= 1921 Orkney and Shetland by-election =

UK parliamentary by-election

The 1921 Orkney and Shetland by-election was a parliamentary by-election held for the British House of Commons constituency of Orkney and Shetland on 17 May 1921.

==Vacancy==
The by-election was caused by the death in London on 19 April 1921 of the sitting Coalition Liberal MP, Cathcart Wason. Wason had represented Orkney and Shetland since the 1900 general election. At the 1918 general election he had been returned unopposed, having been awarded the Coalition coupon.

==Candidates==
The Coalition Liberals selected Sir Malcolm Smith, an ex-chief magistrate of Leith and a native of Shetland with large commercial interests in the islands. The Unionists did not seek to oppose their Coalition allies, although there was a strong expectation that the Independent Liberals would put up a candidate. There was no Labour Party tradition in the seat at that time. The Asquithian Liberals selected Sir Robert Hamilton, a judge in the East Africa Protectorate, as their candidate but he withdrew his candidature.

==Result==
The field having been left free for Smith by the other parties, he was returned unopposed.
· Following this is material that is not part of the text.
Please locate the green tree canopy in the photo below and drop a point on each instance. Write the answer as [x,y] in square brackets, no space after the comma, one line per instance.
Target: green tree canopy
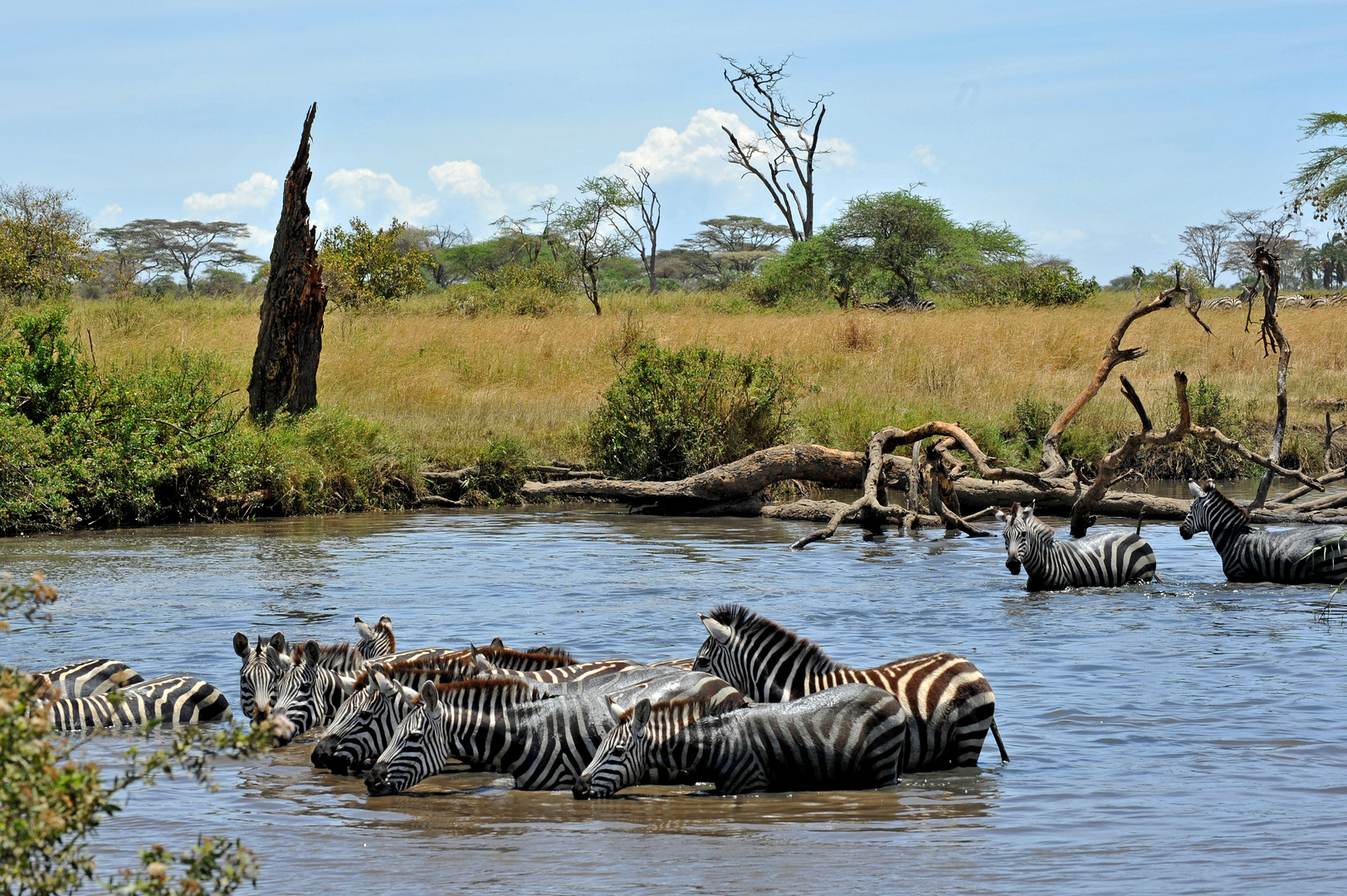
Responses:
[910,241]
[43,243]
However, Smith held the seat only until the 1922 general election when he did face a challenge from Hamilton who emerged the winner by a majority of 625 votes.

==Votes==

Orkney and Shetland by-election, 1921
| Party |  | Candidate | Votes | % | ±% |
| C | Liberal | Malcolm Smith | Unopposed |  |  |
|  | Liberal hold |  |  |  |  |
C indicates candidate endorsed by the coalition government.